BUFFALO, N.Y. -- In Western New York, two small movies will begin shooting before the end of the year and Buffalo Niagara Film Commissioner Tim Clark said there are a number of big projects in the works for 2025.

"Two of them in particular are studio films so chances are they'll be major motion pictures with major stars," Clark said.

This would have been unusual news roughly a decade ago but Clark said as the state has expanded its annual film tax credit spending, most recently to $700 million last year, Buffalo has seen the benefits. Several months ago, he visited Los Angeles to meet with executives from Disney.

"They're all very excited and interested in Buffalo. It used to be I'd go out to these studios and it was tough to get a meeting. Now they're calling me and asking me to come out there," Clark said.

He isn't the only one trying to get Disney to expand the conglomerate's footprint in New York. Gov. Kathy Hochul in a Thursday interview said she met with CEO Bob Iger this week about bringing in more production and making the tax credit "even better" to remain competitive. Fiscally-conservative think tank Empire Center's research director Ken Girardin said that would be a mistake.

"For the state to be saying, while we want to try to get Disney to come in and do more here, that just means the state is going to lose more money on this program," he said.

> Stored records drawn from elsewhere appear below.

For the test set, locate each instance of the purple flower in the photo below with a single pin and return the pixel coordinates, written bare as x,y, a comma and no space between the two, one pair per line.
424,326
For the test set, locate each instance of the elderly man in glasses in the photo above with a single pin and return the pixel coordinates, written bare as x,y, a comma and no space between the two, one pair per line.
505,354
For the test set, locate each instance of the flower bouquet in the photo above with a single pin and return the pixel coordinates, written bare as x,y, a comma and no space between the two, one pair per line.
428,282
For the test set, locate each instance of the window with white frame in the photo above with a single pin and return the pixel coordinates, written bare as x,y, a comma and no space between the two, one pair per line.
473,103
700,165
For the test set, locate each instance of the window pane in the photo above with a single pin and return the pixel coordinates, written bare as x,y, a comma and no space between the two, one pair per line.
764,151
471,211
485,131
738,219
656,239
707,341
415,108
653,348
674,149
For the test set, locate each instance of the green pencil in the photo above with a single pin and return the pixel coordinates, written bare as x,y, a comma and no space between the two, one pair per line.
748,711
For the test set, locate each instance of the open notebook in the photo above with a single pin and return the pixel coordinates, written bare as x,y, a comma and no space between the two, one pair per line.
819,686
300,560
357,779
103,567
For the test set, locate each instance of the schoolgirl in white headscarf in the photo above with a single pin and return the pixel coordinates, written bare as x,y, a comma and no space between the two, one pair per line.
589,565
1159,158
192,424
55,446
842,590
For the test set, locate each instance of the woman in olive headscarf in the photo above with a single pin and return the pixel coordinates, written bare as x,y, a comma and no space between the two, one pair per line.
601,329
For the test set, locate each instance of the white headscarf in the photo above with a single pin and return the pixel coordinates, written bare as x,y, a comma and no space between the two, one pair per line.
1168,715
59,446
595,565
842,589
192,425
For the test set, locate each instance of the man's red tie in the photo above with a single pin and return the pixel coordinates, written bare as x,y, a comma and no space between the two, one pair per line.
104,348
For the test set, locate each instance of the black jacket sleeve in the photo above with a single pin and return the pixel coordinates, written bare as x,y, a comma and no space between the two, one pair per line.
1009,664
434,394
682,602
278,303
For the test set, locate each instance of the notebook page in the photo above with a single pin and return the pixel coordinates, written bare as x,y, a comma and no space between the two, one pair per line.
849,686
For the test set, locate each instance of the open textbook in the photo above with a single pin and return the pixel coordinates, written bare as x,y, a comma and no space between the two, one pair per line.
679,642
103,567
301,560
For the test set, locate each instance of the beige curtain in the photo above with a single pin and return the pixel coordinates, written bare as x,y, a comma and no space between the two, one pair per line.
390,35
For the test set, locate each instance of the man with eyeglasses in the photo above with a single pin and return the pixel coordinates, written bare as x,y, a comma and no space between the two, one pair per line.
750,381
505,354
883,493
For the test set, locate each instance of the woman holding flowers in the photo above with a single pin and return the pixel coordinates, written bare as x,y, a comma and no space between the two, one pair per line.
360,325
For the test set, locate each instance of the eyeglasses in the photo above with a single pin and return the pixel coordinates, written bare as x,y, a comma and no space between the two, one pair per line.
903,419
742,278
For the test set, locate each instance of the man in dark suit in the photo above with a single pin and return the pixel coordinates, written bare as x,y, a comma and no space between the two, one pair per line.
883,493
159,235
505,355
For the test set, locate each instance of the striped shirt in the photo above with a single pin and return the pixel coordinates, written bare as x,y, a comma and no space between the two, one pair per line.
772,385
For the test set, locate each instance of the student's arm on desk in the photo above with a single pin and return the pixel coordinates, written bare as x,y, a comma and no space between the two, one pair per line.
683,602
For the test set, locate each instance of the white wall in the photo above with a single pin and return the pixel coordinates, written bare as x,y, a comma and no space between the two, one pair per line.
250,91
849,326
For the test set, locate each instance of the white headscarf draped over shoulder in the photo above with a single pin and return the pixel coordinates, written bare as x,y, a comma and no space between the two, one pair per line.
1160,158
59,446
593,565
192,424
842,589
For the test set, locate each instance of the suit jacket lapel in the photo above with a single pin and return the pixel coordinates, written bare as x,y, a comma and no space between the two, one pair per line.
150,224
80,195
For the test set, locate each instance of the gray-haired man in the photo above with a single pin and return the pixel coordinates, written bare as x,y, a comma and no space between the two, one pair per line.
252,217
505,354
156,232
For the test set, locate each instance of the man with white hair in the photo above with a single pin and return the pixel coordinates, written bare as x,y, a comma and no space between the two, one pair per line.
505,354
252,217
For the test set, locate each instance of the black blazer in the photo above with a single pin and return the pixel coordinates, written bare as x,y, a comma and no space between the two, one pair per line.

At the beginning of the year, the state Department of Taxation and Finance released a report estimating the tax breaks given from 2018 to 2022 drew 15 cents in direct tax revenue and about 30 cents total for every dollar spent. That's in direct contradiction, to a previous report suggesting the state gets $1.70 back on every dollar.

The biggest difference in the studies is assumptions about whether the jobs and projects would exist without the credit.

"The bulk of the film industry would remain in New York. It might dry up in some small areas and people in Buffalo tend to get pretty emotional about that," Girardin said.

Girardin and Clark agree that the Western New York film industry would not be the same without the subsidies. They disagree on whether on not it should matter.

"A lot of this is political obviously and some of it is emotional but it's miscast because they say it's going into the pockets of movie stars and so forth," Clark said. "It isn't. It's going into the pockets of people that are working behind the scenes."